La sonde doit ce matin effectuer son rendez-vous avec la comète « Chury » de son nom complet Churyumov-Gerassimenko. Ensuite, d’août à novembre, Rosetta va naviguer de conserve avec Chury, à diverses distances mais en s’approchant jusqu’à 10 km du noyau cométaire. Une position idéale pour en réaliser une carte précise, mesurer son champ gravitationnel et sa rotation. En novembre,  l’atterrisseur Philae doit poser sur l’astre, la phase la plus risquée de la mission. Le robot doit en effet s’accrocher à une surface à l’aide de harpons afin d’éviter de rebondir en raison de la très faible gravité. Si l’opération réussit, elle constituera une première spatiale et un grand succès pour le programme d’exploration du système solaire de l’ESA.

Une mission d’environ un milliard d’euros qui doit révéler aux astrophysiciens de nombreux secrets gardés par les comètes, ces corps glacés qui témoignent de la formation du système solaire, de l’origine du monde il y a 4,5 milliards d’années.

Son suivi va permettre de savoir comment les planètes se sont formées, comment l’eau et la terre sont apparues…

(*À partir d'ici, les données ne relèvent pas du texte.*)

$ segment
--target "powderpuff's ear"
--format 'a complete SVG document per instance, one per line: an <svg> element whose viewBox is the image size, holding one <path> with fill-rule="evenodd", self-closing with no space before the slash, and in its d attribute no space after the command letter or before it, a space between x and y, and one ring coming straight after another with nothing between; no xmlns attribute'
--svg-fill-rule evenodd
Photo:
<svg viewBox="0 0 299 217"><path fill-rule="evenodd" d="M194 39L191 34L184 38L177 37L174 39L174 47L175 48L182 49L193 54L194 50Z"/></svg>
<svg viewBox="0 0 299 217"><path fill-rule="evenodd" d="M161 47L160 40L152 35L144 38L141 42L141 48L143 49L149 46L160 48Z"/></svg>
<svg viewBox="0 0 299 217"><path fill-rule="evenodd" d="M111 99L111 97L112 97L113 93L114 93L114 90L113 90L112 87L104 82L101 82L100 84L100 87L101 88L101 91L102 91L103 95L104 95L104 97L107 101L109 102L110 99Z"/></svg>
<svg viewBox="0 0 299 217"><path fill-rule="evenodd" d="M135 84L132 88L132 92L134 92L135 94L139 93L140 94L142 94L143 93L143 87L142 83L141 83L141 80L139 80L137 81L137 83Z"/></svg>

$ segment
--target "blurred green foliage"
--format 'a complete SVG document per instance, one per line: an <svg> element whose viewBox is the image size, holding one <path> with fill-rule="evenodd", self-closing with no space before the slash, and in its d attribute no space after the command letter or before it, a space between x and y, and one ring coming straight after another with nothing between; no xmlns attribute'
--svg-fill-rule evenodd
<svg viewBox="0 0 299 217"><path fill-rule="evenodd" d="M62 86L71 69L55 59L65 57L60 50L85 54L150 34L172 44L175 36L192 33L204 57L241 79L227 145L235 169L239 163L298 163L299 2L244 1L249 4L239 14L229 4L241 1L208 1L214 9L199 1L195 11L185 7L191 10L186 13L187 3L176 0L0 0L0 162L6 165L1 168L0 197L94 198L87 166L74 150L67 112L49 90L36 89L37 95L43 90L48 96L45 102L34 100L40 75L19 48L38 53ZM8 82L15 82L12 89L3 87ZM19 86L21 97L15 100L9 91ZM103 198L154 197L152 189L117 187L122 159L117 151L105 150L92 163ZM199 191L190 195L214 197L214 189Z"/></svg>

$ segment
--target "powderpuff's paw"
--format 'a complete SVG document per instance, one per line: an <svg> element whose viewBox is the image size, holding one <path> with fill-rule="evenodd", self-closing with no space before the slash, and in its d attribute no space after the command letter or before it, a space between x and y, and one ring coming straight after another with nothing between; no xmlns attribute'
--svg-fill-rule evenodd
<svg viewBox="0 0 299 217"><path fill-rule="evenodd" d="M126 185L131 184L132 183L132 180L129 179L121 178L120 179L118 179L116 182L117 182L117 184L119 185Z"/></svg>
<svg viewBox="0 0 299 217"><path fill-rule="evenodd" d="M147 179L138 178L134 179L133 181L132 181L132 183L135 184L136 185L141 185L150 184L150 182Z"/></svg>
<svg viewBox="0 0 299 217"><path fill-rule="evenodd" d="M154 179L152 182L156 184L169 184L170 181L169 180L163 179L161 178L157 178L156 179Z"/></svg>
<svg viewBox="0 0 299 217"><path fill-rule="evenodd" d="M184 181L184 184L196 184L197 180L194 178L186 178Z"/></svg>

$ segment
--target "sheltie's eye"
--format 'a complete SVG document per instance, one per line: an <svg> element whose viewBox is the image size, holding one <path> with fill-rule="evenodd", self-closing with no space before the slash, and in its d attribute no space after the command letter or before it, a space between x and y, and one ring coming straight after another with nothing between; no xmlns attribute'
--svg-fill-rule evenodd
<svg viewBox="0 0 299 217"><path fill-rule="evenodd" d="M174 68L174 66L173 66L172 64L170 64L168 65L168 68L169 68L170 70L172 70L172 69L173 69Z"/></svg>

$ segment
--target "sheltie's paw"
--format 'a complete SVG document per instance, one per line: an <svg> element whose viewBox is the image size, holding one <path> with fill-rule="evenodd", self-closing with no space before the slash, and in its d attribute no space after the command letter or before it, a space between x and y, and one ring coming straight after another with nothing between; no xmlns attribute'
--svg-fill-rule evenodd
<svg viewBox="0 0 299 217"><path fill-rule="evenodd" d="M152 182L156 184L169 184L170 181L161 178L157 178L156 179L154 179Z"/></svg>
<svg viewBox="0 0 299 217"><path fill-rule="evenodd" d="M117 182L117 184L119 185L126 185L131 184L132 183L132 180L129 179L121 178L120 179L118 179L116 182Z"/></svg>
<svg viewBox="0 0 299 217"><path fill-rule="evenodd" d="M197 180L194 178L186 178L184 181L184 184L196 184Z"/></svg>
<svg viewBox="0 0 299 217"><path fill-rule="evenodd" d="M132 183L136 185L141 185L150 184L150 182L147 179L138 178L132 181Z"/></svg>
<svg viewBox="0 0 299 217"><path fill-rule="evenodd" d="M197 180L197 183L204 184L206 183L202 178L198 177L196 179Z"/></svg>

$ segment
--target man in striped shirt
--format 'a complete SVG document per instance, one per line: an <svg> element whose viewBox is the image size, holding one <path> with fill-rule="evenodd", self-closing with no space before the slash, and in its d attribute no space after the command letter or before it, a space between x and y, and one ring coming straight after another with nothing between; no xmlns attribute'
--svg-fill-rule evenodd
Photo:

Durant toute cette période, la comète est encore endormie, froide, car trop loin du Soleil. Puis, de l’hiver 2014 à l’été 2015, elle va s’approcher de notre étoile jusqu’à une distance similaire à celle de la Terre. Au fur et à mesure, le corps de glacé salé, garni de poussières et peut-être d’un cœur rocheux, va se réchauffer. La comète dégazera alors de grandes quantités de matière, poussières et gaz, qui formeront un halo brillant, une chevelure et une queue orientée dans le sens opposé au Soleil. Si la sonde survit à cet environnement, elle pourra donner des informations inédites sur les transformations subies par la comète.